Prior to the last five or six years, when I began to write about wine and spirits, I spent most of my energies covering the New York theatre world. Two very disparate universes, I've always thought. But while observing this year's Tales of the Cocktail tobaggon ride, it dawned on me that thespians and cocktailians have one in common (beside a certain exhibitionism and tendency toward hyperbole): as much as they love what they do for a living, they're less interested in the actual work than they are in getting to the after party.
It's a humorous maxim in the theatre that putting on plays is nothing more than an excuse to throw a cast party. Similarly, there's no better way to connive going to a slew of cocktail soirees than to stage a cocktail convention. Every day of this past week, I watched with wonder as libation pros and amateurs alike reached the end of a heavy day of seminars and activities, and then repaired to go out to a party! Time and again I met people in the lobby who, while somehow standing upright, blithely told me tales of having been out the previous night until well past midnight. 3 AM was the hour most commonly cited. It seemed to be the honorable time by which one could hold his head up high and say that he had partied with sufficient heartiness.
Such bashes usually began at 10 PM at the earliest. The Audrey Saunders-Simon Ford bash Saturday night began at midnight. I saw rye authority Allen Katz the morning after.

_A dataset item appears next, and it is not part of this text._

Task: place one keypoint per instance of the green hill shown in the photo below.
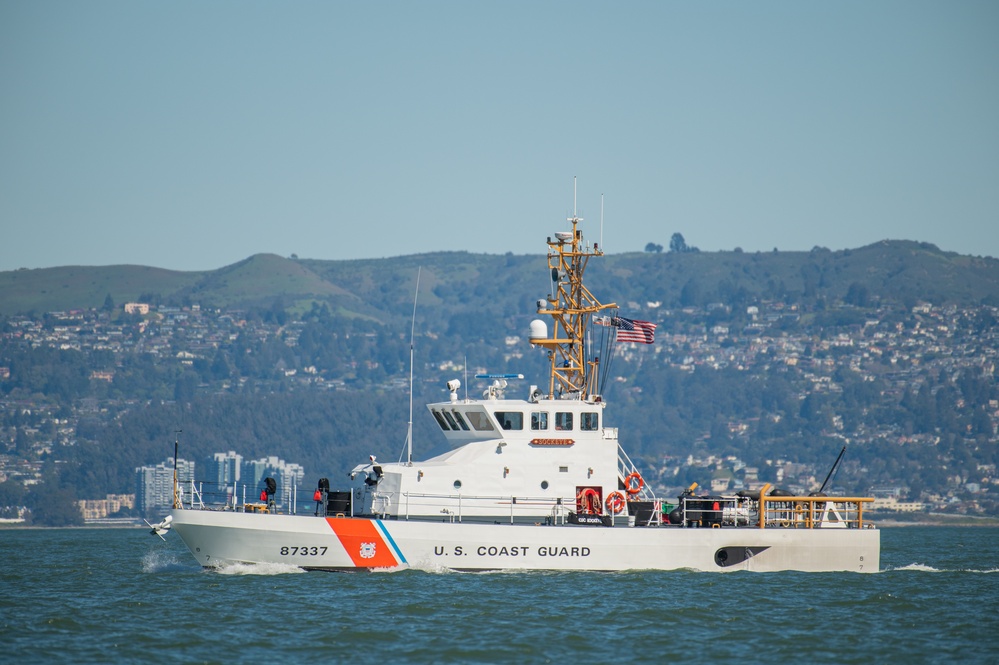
(482, 284)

He said he had been up until 3 AM. (Of course.) Mixologist Charlotte Voisey told me 6 AM was the hour she retired. She told me this at 11 AM. (Your truly went to bed at 1 AM. Laugh at will.)
All in all, I took a novel approach to this year's convention: I drank less. I discussed this approach the first day with Jeff "Beach Bum" Berry, who said it had taken him years to wise up and come up with this radical program. Of the drinks passed out at every seminar (usually three to four), I took one sip to get the idea and then put it down. I did the same thing with the drinks offered at the various product-sponsored parties. The main exception was the party at International House Hotel for B.A.R. grads, where the drinks were so good I had five and finished each one.
The plan worked out well. No morning fell on me like thunder. I was certainly tired quite a bit, but never in need of antidote. I learned well the lesson of my first day at my first Tales of the Cocktail, in 2006. At the end of the day, I wrote down all the drinks I had downed in full, just for memory's sake. The next morning was not friendly to me. I felt as though I had been run over by the St. Charles Street streetcar. I look at the list I had recorded. It read:
1 Sazerac
2 Hurricanes
2 Pimm's Cups
1 Bayou Bash
1 Absinthe
Plus about five other drinks I can't recall at this moment. They had tasted great at the time. And I never felt ill the hours of daylight, right up until the very end; quite the contrary. What can I say? I was not used to event in which people handed me drinks wherever I went, and made them so delectably.